Secondo il premier, dunque, è necessario rinviare l’approvazione del ddl a dopo l’estate: “Tenendo conto delle scadenze urgenti non rinviabili in calendario al Senato e delle difficoltà emerse in alcuni settori della maggioranza non ritengo ci siano le condizioni per approvare il ddl sulla cittadinanza ai minori stranieri nati in Italia prima della pausa estiva”.

Secondo alcuni commentatori questa mossa sarebbe dovuta non solo all’emergenza degli sbarchi, intensificatasi in queste ultime settimane, ma anche per il dissidio interno al governo che avrebbe precluso persino la possibilità di chiedere la fiducia.

Tornano quindi alla memoria le recenti supposizioni sulla volontà di Renzi di affidare la responsabilità della decisione al premier, stretto fra una Unione Europea sempre meno solidale e una sinistra mai così divisa.

Maurizio Martina, vice segretario del Pd, ha voluto dissipare tutti i dubbi a riguardo: “Sullo Ius soli il Pd seguirà l’indicazione proposta dalle valutazioni del presidente Gentiloni. Come sempre detto siamo al suo fianco. La legge per la nuova cittadinanza rimane per noi un obiettivo importante”.

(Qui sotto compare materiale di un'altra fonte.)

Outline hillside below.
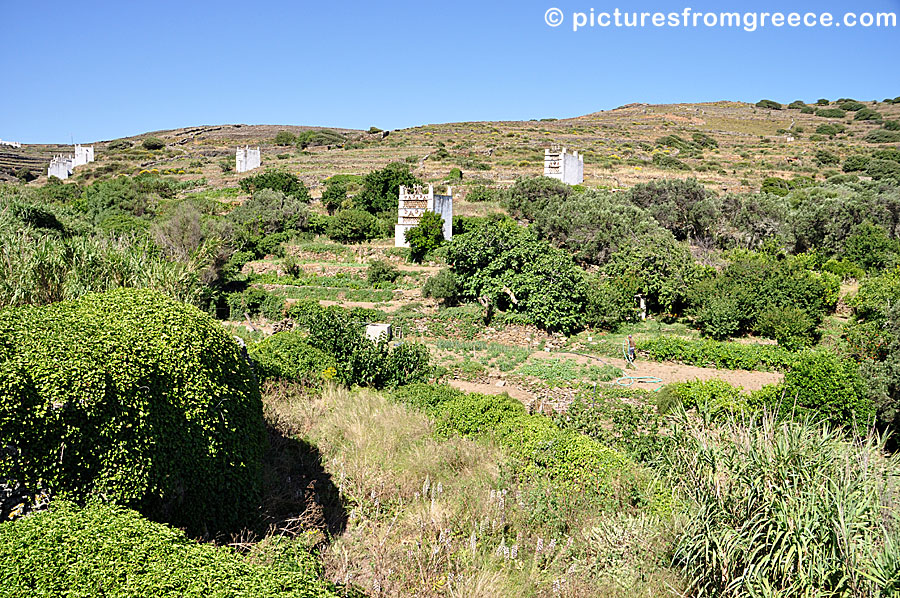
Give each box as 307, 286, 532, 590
7, 101, 900, 195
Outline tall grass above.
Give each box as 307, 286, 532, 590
670, 415, 900, 598
0, 218, 217, 308
264, 386, 681, 598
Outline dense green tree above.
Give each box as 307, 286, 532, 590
353, 162, 423, 214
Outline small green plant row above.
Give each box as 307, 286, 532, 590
638, 337, 797, 372
392, 384, 670, 511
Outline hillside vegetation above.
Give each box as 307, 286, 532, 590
0, 98, 900, 598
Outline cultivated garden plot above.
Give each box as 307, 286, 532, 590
0, 98, 900, 598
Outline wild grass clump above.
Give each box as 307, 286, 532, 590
670, 416, 900, 597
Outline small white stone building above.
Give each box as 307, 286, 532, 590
394, 185, 453, 247
74, 143, 94, 166
234, 146, 262, 172
47, 156, 75, 181
544, 146, 584, 185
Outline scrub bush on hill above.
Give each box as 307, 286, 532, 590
506, 177, 660, 264
405, 212, 444, 262
844, 267, 900, 429
0, 290, 265, 533
691, 253, 840, 348
626, 179, 718, 241
353, 162, 423, 214
240, 169, 310, 203
0, 502, 343, 598
326, 210, 381, 243
249, 332, 337, 386
447, 221, 586, 333
604, 230, 704, 314
284, 303, 432, 388
393, 384, 661, 507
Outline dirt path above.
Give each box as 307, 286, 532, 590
448, 380, 537, 405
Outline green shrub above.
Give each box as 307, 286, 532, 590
863, 129, 900, 143
853, 108, 884, 121
250, 332, 337, 386
841, 154, 869, 172
404, 211, 444, 262
585, 276, 641, 331
638, 337, 795, 371
366, 260, 400, 287
781, 349, 875, 429
0, 502, 339, 598
393, 384, 648, 505
322, 179, 347, 215
297, 129, 347, 149
0, 290, 265, 533
240, 168, 310, 203
756, 100, 781, 110
275, 131, 297, 145
653, 152, 691, 170
816, 123, 847, 137
447, 221, 586, 332
226, 287, 285, 320
422, 268, 459, 306
756, 305, 816, 351
106, 139, 134, 151
866, 158, 900, 181
694, 295, 745, 340
816, 108, 847, 118
838, 100, 866, 112
661, 378, 748, 417
816, 150, 841, 166
290, 304, 431, 388
466, 185, 500, 202
326, 210, 381, 243
141, 137, 166, 151
353, 162, 423, 214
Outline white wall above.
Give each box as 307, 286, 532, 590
544, 148, 584, 185
234, 147, 262, 172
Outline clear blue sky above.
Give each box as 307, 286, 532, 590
0, 0, 900, 143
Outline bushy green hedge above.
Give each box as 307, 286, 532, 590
0, 290, 265, 533
250, 332, 337, 385
0, 502, 339, 598
393, 384, 652, 504
284, 303, 432, 388
638, 337, 795, 371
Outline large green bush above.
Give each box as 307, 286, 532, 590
353, 162, 423, 214
781, 350, 875, 429
250, 332, 337, 385
393, 384, 653, 506
405, 212, 444, 262
240, 168, 310, 203
326, 210, 381, 243
447, 221, 586, 332
279, 303, 432, 388
0, 290, 265, 533
0, 502, 340, 598
638, 337, 795, 371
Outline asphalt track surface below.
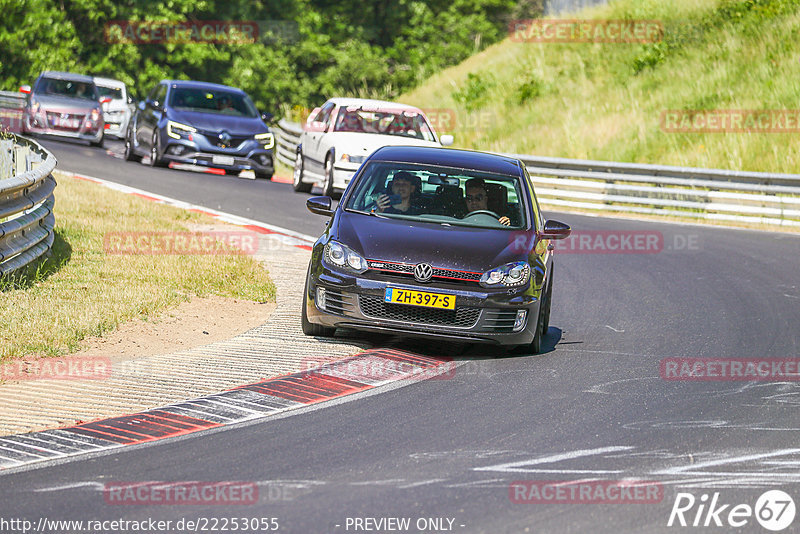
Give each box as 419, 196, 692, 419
0, 141, 800, 533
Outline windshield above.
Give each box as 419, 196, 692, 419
169, 87, 259, 118
345, 162, 527, 230
334, 107, 434, 141
35, 78, 100, 100
97, 85, 123, 100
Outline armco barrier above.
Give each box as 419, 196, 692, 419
0, 91, 25, 133
277, 120, 800, 227
0, 137, 56, 276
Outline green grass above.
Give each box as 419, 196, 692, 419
398, 0, 800, 173
0, 175, 275, 362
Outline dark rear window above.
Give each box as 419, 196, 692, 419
169, 87, 259, 118
34, 78, 100, 100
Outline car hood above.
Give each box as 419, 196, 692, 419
33, 95, 100, 113
169, 109, 268, 135
324, 132, 442, 156
336, 211, 532, 272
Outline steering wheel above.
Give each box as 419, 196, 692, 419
464, 210, 500, 219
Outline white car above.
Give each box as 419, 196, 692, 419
293, 98, 453, 196
94, 76, 134, 139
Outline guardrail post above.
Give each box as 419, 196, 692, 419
14, 145, 31, 175
0, 139, 14, 180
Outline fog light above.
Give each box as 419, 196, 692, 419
317, 287, 325, 310
514, 310, 528, 332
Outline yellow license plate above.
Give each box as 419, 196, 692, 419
383, 287, 456, 310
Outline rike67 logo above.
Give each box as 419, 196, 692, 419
667, 490, 796, 532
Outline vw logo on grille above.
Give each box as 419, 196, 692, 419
414, 263, 433, 282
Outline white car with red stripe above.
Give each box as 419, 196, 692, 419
292, 98, 453, 196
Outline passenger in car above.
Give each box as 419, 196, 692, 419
375, 171, 421, 215
464, 178, 511, 226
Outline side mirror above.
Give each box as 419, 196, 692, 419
539, 221, 572, 239
306, 197, 333, 217
306, 108, 322, 124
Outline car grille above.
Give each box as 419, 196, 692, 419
368, 260, 483, 282
358, 295, 481, 328
481, 309, 517, 332
325, 289, 355, 315
47, 111, 84, 130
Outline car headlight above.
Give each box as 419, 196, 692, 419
255, 132, 275, 148
339, 154, 366, 163
167, 121, 197, 141
480, 261, 531, 287
324, 241, 367, 274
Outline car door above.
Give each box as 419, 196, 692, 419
136, 83, 167, 150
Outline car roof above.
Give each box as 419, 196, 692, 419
161, 80, 244, 94
370, 146, 523, 176
325, 97, 422, 113
94, 76, 125, 88
39, 70, 94, 83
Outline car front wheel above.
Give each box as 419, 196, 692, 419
292, 150, 312, 193
322, 154, 334, 197
300, 282, 336, 337
125, 134, 142, 161
150, 134, 167, 167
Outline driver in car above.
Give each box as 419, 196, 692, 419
464, 178, 511, 226
375, 171, 420, 215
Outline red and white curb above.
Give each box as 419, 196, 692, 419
57, 170, 317, 250
0, 349, 457, 471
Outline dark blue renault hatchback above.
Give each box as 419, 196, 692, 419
125, 80, 275, 179
302, 147, 570, 353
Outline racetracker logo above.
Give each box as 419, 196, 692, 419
103, 481, 258, 506
510, 230, 700, 254
508, 19, 664, 43
660, 109, 800, 133
659, 358, 800, 382
103, 20, 259, 44
508, 480, 664, 504
103, 232, 258, 256
0, 356, 111, 381
302, 353, 456, 382
667, 490, 796, 532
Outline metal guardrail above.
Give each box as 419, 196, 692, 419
275, 119, 303, 168
0, 91, 25, 133
276, 120, 800, 227
0, 137, 56, 276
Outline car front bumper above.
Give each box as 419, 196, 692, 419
161, 139, 275, 173
24, 115, 103, 143
305, 266, 540, 345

Il rinvio ha incassato l’appoggio di Angelino Alfano, il quale ha ribadito la volontà di supportare la legge da parte di Ap, previa la messa in cantiere di una “discussione più serena senza mescolare dibattito a emergenza“.

Molto più dure Mdp e Sinistra Italiana, che giudicano l’archiviazione come una resa alle istanze della destra e dei centristi. Roberto Speranza di Mdp ha ricordato come “per noi lo ius soli è e resta una priorità. Ogni arretramento o rinvio è un errore. Soprattutto in questo momento. Nessun cedimento culturale alla propaganda della destra”.

A esultare senza freni è Matteo Salvini, che su Facebook ringrazia i suoi elettori. “Prima vittoria della Lega (che più di tutti si è opposta in Parlamento), ma soprattutto vostra, che in Rete vi siete mobilitati a migliaia! Se ci riproveranno, ci ritroveranno pronti. Grazie e avanti così: stop invasione”.